Wissen allein ist nicht genug. Ohne die richtige Integration und Anwendung im Alltag kann spirituelles Wissen hohl und oberflächlich bleiben:

– **Praktische Anwendung**: Wenn das erlernte Wissen nicht in echte Mitmenschlichkeit und ethisches Verhalten umgesetzt wird.

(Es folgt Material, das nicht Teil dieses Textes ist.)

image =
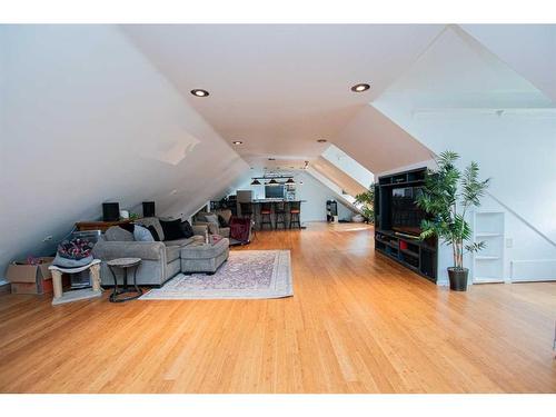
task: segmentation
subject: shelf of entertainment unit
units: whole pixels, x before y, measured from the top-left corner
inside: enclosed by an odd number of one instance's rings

– **Innere Transformation**: Fehlende tiefere innere Transformation und Veränderung der grundlegenden Charaktereigenschaften.

 

Strategien zur Vermeidung dieser Fallen

 

  1. Selbstreflexion und Demut:

– Regelmäßige Selbstprüfung und das Eingestehen eigener Fehler und Schwächen. Die Erkenntnis, dass Spiritualität ein lebenslanger Lernprozess ist.

 

  1. Achtsamkeit und Bewusstsein:

    – Ständige Wachsamkeit gegenüber den eigenen Motiven und Handlungen. Achtsamkeitspraxis kann helfen, egoistische Tendenzen zu erkennen und zu korrigieren.

 

  1. Ethisches Verhalten:

  – Betonung auf ethischem Verhalten und Mitgefühl im Alltag. Spirituelles Wissen sollte sich in Taten der Freundlichkeit und des Dienens manifestieren.

 

  1. Authentische Lehrer und Gemeinschaft:

    – Sich von authentischen Lehrern und spirituellen Gemeinschaften leiten lassen, die echte Demut und Mitmenschlichkeit vorleben.

 

  1. Dienen statt nehmen:

    – Den Fokus vom eigenen spirituellen Fortschritt auf das Dienen und Helfen anderer verlagern. Praktiken des selbstlosen Dienens (Seva) können das Ego mindern.

 

Fazit

Die Anwendung yogischen und spirituellen Wissens erfordert eine tiefe, ehrliche Selbstreflexion und die Bereitschaft, sich kontinuierlich weiterzuentwickeln.
Indem man sich der Fallen des Egoismus bewusst ist und aktiv daran arbeitet, diesen zu begegnen, kann spirituelles Wissen tatsächlich zu echter innerer Transformation und Mitmenschlichkeit führen.